As you can see only lower-case field names had been anonymized despite I've explicitly defined to anonymize upper-case and mixed-case fields. Please fix this as soon as possible. Thank you.

My setup:

MongoDB: 2.4.9 Ruby: 2.2.0 OS: Ubuntu 14.04

sunitparekh commented 9 years ago

yes, I agree with you that there is code of downcase. I will look into it and fix it in a day. I do not want to break it for others.

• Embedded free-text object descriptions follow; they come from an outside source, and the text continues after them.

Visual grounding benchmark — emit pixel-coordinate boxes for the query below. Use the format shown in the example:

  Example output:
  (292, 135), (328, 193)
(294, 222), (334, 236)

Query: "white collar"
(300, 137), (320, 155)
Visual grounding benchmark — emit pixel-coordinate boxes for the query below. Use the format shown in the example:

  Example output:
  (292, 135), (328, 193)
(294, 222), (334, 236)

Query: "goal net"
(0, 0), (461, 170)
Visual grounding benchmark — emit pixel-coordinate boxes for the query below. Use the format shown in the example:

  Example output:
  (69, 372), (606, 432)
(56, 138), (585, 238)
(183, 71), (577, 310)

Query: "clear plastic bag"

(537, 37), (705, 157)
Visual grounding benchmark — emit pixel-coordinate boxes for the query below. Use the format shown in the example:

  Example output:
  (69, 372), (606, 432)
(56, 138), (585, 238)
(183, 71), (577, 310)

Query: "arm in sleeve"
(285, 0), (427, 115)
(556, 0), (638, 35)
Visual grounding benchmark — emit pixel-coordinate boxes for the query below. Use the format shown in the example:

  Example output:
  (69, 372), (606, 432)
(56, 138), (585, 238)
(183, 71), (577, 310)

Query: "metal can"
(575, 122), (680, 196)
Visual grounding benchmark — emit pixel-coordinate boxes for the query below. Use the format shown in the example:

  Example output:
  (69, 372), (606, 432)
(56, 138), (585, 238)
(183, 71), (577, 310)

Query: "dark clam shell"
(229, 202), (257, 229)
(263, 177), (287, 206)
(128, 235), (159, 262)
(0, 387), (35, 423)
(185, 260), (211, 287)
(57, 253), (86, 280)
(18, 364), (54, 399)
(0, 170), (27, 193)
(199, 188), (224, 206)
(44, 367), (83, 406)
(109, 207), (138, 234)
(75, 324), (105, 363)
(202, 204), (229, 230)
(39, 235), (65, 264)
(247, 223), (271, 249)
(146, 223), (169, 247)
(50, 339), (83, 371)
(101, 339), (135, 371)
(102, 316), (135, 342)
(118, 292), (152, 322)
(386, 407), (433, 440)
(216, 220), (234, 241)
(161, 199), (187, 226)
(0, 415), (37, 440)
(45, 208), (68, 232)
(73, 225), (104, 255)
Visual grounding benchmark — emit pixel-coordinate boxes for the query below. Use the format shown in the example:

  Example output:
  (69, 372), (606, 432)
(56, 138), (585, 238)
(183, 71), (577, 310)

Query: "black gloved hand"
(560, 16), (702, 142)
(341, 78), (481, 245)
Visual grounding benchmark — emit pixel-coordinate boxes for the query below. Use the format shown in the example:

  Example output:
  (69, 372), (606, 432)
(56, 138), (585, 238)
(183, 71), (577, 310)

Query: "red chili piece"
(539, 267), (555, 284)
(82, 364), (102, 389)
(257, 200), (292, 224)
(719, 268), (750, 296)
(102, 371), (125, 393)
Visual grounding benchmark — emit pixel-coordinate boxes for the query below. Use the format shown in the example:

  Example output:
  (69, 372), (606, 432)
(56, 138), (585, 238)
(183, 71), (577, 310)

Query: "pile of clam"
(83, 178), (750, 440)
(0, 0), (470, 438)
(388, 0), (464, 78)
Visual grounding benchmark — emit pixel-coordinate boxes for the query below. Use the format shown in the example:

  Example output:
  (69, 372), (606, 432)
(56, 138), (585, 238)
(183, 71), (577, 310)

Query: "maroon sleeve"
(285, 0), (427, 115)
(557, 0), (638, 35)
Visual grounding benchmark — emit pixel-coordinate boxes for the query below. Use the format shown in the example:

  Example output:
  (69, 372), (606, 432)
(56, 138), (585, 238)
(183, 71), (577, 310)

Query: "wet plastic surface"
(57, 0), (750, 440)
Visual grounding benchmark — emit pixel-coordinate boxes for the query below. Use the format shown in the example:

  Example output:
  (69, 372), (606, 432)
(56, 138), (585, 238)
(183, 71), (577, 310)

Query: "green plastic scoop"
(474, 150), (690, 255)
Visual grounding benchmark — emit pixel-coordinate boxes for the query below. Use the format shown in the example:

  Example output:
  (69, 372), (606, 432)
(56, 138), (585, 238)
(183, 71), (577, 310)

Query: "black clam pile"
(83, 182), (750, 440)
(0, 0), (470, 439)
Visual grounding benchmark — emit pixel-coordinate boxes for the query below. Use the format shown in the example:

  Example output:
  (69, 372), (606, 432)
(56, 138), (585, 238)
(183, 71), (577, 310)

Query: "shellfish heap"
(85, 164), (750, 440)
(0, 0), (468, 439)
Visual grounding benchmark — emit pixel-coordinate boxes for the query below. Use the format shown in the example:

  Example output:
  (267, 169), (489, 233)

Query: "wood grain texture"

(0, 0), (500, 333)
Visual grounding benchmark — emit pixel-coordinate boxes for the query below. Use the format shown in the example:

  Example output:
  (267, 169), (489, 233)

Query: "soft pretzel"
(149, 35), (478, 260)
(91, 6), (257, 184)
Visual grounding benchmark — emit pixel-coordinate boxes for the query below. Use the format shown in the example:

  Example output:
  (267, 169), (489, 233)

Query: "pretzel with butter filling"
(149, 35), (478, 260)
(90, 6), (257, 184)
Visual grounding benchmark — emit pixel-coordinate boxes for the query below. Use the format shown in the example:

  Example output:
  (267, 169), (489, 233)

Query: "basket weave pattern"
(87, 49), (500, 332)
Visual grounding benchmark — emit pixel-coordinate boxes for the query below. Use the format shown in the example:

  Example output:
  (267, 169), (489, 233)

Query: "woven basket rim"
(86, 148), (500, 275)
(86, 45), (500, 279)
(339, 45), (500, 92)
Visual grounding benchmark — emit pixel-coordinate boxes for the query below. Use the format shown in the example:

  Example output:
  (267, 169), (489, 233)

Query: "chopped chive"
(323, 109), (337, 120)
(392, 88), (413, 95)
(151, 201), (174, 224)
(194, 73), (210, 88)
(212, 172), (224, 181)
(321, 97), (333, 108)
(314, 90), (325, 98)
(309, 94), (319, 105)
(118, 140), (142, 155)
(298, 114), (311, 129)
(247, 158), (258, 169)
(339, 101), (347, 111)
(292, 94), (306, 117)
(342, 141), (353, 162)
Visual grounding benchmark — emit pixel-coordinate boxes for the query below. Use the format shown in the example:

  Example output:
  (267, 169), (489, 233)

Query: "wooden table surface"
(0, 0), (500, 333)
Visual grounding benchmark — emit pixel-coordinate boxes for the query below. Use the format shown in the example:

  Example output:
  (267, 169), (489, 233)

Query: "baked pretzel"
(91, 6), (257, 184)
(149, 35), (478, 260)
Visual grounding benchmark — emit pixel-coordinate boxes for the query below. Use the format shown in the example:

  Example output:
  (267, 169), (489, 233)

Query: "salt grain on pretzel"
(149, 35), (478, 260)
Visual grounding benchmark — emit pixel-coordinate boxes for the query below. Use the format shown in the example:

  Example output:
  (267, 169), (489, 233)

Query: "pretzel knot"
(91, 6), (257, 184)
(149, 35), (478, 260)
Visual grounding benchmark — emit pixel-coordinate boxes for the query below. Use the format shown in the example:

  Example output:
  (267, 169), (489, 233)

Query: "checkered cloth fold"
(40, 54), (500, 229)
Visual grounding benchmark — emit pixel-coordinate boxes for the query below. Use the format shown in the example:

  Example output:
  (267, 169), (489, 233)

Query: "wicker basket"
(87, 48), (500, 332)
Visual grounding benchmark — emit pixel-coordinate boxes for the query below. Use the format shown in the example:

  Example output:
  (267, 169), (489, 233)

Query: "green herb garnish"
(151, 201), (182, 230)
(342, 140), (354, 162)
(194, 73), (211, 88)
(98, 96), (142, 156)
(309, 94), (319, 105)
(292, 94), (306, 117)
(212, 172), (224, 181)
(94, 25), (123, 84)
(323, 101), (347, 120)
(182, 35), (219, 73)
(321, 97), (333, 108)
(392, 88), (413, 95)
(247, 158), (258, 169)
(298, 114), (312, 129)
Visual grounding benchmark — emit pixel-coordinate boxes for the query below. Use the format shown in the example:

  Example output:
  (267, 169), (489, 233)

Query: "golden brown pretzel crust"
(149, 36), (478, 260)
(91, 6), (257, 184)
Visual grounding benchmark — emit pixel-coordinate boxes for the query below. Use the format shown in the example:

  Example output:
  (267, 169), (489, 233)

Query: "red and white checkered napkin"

On Mon, Mar 9, 2015 at 4:57 PM, Wojciech Podgórski <notifications@github.com

wrote:

Hi, I have recently used data-anonymization to anonymize some data in MongoDB in project I am currently working on. Unfortunately I have discovered a bug. Since all the fields in all of my collections are in upper-case (just like in relational databases), I have wrote some anonymize methods with lower-case field names counting that the script will handle this. I have run the script and nothing happend. Afterwards, I read that queries on MongoDB are case sensitive, so I have changed anonymize invocations to upper-case, just like the fields names. Alas, that did not worked as well. I have tried other approaches, but nothing worked. My guess was that anonymize method is written in such way that it decapitalizes its input making it virtually impossible to anonymize fields that are not in lower-case. I had to write ugly js script to decapitalize filed names in collections, run anonymization and then capitlize field names once again.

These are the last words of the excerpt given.